# Introduction to Data Science 
# Lecture 8: Temporal data analysis and applications to stock analysis
*COMP 5360 / MATH 4100, University of Utah, http://datasciencecourse.net/*

In this lecture, we'll cover 
* temporal data analysis 
* importing stock data using the pandas_datareader python package 
* visualizing time series 
* rolling means
* time-domain vs frequency-domain analysis 

Parts of this lecture were adapted from a [previous lecture by *Curtis Miller*](https://github.com/datascience-course/2019-datascience-lectures/tree/master/08-time-series) 
and a [lecture on Time Series and Spectral Analysis by James Holland Jones](http://web.stanford.edu/class/earthsys214/notes/series.html). 

Further reading: 
+ Yves Hilpisch, Python for Finance, O'Reilly, (2014) [link](http://proquest.safaribooksonline.com.ezproxy.lib.utah.edu/book/programming/python/9781491945360).

For a more complete treatment, take Math 5075 (Time Series Analysis). 

## Temporal data analysis

A *time series* is a series of data points indexed by time, $x_i = x(t_i)$, for $i=1,\ldots,n$. Examples frequently occur in 
* weather forecasting, 
* mathematical finance (stocks),
* electricity demand in a power grid, 
* keystrokes on a computer, and 
* any applied science and engineering which involves temporal measurements

*Temporal data analysis* or *time series analysis* is just the study of such data. 

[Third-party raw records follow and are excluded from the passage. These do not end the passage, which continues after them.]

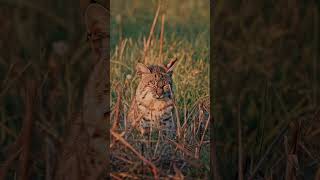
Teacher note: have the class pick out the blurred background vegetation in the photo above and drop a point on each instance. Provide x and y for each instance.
(267, 65)
(187, 38)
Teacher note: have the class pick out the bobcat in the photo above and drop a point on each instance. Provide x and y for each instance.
(153, 102)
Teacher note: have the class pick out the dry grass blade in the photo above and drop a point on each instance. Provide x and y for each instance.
(161, 36)
(146, 48)
(240, 155)
(26, 131)
(280, 135)
(6, 165)
(117, 109)
(154, 169)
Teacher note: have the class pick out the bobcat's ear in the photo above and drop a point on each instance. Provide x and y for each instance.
(170, 66)
(142, 69)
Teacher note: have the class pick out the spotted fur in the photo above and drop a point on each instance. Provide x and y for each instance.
(152, 106)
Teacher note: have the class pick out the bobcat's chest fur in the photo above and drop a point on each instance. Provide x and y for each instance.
(152, 106)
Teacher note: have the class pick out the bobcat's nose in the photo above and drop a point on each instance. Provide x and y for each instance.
(159, 92)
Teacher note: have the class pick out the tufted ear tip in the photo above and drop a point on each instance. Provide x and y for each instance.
(170, 66)
(142, 69)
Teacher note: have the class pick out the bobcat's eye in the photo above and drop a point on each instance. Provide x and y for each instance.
(166, 88)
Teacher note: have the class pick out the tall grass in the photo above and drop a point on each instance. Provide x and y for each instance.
(184, 39)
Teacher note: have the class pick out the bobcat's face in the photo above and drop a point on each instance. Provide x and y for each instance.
(156, 84)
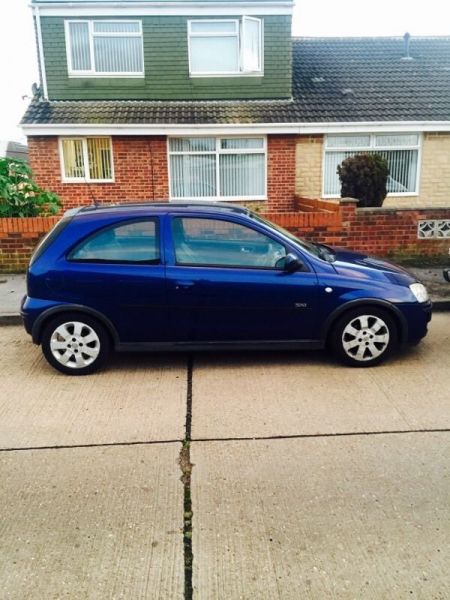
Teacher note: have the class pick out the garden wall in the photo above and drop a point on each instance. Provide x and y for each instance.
(380, 231)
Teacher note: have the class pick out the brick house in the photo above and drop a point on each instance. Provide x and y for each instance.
(204, 99)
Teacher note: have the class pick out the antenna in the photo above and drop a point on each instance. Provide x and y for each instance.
(406, 40)
(95, 202)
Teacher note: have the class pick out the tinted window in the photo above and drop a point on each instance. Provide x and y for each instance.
(217, 242)
(135, 242)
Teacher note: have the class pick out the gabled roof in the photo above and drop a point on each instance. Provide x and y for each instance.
(335, 80)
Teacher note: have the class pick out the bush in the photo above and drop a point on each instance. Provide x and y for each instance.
(364, 176)
(20, 196)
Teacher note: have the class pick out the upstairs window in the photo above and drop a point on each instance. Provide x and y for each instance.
(225, 47)
(104, 48)
(400, 150)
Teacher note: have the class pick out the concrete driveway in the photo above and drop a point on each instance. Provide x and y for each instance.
(276, 475)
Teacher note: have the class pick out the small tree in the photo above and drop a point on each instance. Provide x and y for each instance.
(364, 176)
(20, 196)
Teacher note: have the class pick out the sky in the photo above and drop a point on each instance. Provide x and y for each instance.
(311, 18)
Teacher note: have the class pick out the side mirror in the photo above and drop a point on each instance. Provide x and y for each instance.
(292, 263)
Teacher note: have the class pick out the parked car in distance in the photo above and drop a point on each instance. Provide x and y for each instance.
(179, 276)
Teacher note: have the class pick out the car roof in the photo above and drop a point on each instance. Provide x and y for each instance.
(151, 207)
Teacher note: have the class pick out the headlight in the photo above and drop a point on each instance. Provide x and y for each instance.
(419, 291)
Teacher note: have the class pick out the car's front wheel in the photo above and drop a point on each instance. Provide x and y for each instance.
(364, 337)
(75, 344)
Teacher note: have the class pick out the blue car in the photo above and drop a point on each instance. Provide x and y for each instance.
(166, 276)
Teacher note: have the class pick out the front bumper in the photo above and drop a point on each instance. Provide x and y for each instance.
(417, 317)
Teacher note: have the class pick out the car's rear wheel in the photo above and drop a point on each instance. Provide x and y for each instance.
(75, 344)
(364, 337)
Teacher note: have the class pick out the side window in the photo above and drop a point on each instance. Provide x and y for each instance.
(211, 242)
(132, 242)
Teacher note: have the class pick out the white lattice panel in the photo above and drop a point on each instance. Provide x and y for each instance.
(437, 228)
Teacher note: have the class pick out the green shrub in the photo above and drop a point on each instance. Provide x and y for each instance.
(364, 176)
(20, 196)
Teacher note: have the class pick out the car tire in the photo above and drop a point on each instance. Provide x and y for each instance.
(364, 337)
(75, 344)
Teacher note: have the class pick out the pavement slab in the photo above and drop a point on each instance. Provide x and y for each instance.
(91, 523)
(246, 395)
(352, 517)
(138, 397)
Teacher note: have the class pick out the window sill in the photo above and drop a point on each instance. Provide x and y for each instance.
(217, 75)
(106, 76)
(390, 195)
(87, 181)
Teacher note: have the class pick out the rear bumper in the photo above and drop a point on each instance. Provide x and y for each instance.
(30, 311)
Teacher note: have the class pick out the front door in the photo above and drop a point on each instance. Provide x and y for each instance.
(119, 272)
(226, 282)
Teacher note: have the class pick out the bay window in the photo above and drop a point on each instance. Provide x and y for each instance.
(86, 159)
(227, 168)
(225, 47)
(400, 150)
(104, 48)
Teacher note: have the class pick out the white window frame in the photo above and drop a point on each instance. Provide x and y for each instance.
(239, 35)
(373, 148)
(92, 72)
(217, 152)
(86, 178)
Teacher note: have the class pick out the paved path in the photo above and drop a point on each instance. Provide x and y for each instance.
(309, 480)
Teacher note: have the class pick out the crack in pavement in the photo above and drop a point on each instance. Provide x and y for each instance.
(188, 440)
(186, 470)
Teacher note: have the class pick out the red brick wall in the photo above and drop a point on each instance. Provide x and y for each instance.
(140, 168)
(379, 231)
(382, 232)
(281, 172)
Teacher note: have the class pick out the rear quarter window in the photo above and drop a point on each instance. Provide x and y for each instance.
(49, 239)
(130, 242)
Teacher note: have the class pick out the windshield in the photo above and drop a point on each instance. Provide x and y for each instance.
(318, 250)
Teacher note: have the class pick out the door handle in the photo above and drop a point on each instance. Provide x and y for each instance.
(184, 285)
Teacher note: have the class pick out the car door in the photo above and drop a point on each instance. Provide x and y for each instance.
(118, 270)
(226, 282)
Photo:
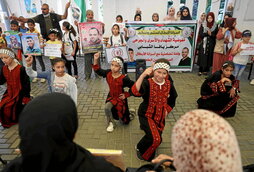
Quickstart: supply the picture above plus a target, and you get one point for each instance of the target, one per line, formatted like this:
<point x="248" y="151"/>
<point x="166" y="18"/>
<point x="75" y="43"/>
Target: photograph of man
<point x="94" y="36"/>
<point x="31" y="48"/>
<point x="14" y="43"/>
<point x="185" y="61"/>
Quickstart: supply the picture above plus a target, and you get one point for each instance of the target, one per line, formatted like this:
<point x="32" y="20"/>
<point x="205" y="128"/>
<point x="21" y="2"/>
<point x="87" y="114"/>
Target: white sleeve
<point x="73" y="90"/>
<point x="73" y="37"/>
<point x="124" y="41"/>
<point x="109" y="40"/>
<point x="30" y="72"/>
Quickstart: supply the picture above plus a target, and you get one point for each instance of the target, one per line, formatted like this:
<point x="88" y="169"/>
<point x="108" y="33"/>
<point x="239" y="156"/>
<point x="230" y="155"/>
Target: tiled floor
<point x="92" y="127"/>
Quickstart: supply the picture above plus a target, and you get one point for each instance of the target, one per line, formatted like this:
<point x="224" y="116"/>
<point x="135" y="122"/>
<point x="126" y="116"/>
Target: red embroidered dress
<point x="158" y="101"/>
<point x="215" y="95"/>
<point x="116" y="87"/>
<point x="16" y="95"/>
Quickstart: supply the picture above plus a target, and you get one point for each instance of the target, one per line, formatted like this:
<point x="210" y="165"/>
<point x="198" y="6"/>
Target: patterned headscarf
<point x="8" y="52"/>
<point x="229" y="23"/>
<point x="203" y="141"/>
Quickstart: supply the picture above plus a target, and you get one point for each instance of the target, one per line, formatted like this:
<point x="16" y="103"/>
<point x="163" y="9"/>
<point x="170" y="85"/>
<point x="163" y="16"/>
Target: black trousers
<point x="39" y="58"/>
<point x="151" y="140"/>
<point x="73" y="63"/>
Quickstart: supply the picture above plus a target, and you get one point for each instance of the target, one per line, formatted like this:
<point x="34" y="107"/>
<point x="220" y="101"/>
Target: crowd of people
<point x="219" y="95"/>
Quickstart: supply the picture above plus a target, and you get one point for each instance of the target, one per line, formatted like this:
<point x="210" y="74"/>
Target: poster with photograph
<point x="91" y="36"/>
<point x="121" y="26"/>
<point x="248" y="49"/>
<point x="2" y="25"/>
<point x="31" y="44"/>
<point x="117" y="51"/>
<point x="13" y="39"/>
<point x="53" y="50"/>
<point x="173" y="41"/>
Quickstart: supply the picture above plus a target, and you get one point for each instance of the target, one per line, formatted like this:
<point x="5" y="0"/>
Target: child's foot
<point x="43" y="80"/>
<point x="110" y="127"/>
<point x="34" y="80"/>
<point x="139" y="156"/>
<point x="252" y="82"/>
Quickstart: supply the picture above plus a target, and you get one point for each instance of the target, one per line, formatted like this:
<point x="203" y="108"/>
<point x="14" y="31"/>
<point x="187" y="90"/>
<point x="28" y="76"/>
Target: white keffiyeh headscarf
<point x="203" y="141"/>
<point x="161" y="65"/>
<point x="119" y="61"/>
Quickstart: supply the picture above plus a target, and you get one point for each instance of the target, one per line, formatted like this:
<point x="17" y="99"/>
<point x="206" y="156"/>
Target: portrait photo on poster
<point x="91" y="36"/>
<point x="13" y="39"/>
<point x="120" y="51"/>
<point x="31" y="44"/>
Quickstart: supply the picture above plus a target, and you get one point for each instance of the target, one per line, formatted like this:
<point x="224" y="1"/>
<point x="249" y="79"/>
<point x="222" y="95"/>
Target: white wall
<point x="243" y="10"/>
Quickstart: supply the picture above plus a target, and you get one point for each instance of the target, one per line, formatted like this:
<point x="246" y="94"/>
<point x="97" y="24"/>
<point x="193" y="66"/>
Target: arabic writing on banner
<point x="120" y="51"/>
<point x="248" y="49"/>
<point x="31" y="44"/>
<point x="13" y="39"/>
<point x="173" y="41"/>
<point x="91" y="36"/>
<point x="53" y="50"/>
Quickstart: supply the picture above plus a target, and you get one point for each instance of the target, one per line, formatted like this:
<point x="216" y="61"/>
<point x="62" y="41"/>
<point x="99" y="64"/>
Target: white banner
<point x="117" y="51"/>
<point x="248" y="49"/>
<point x="53" y="50"/>
<point x="172" y="41"/>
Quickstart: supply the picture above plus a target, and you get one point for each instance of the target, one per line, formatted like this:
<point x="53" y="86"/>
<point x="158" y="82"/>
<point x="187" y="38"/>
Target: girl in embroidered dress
<point x="70" y="45"/>
<point x="159" y="96"/>
<point x="116" y="103"/>
<point x="219" y="91"/>
<point x="116" y="39"/>
<point x="207" y="32"/>
<point x="224" y="42"/>
<point x="18" y="88"/>
<point x="58" y="81"/>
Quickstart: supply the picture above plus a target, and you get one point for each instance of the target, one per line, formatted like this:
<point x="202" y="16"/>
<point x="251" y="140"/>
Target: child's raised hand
<point x="225" y="80"/>
<point x="148" y="71"/>
<point x="96" y="56"/>
<point x="29" y="60"/>
<point x="122" y="96"/>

As a first example of time series data, we'll consider stocks and *mathematical finance*. 

##  Mathematical finance 

Prior to the 1980s, banking and finance were well-known for being "boring"; investment banking was distinct from commercial banking and the primary role of the industry was handling "simple" (at least in comparison to today) financial instruments, such as loans. Deregulation under the Regan administration, coupled with an influx of mathematics and computing power have transformed the industry from the "boring" business of banking to what it is today. 

* Advanced mathematics, such as analysis of the [Black-Scholes model](https://en.wikipedia.org/wiki/Black%E2%80%93Scholes_model), is now essential to finance. 
* Algorithms are now responsible for making split-second decisions. In fact, [the speed at which light travels is a limitation when designing trading systems](http://www.nature.com/news/physics-in-finance-trading-at-the-speed-of-light-1.16872). 
* [Machine learning and data mining techniques are popular](http://www.ft.com/cms/s/0/9278d1b6-1e02-11e6-b286-cddde55ca122.html#axzz4G8daZxcl) in the financial sector. For example, **high-frequency trading (HFT)** is a branch of algorithmic trading where computers make thousands of trades in short periods of time, engaging in complex strategies such as statistical arbitrage and market making. HFT was responsible for phenomena such as the [2010 flash crash](https://en.wikipedia.org/wiki/2010_Flash_Crash) and a [2013 flash crash](http://money.cnn.com/2013/04/24/investing/twitter-flash-crash/) prompted by a hacked [Associated Press tweet](http://money.cnn.com/2013/04/23/technology/security/ap-twitter-hacked/index.html?iid=EL) about an attack on the White House.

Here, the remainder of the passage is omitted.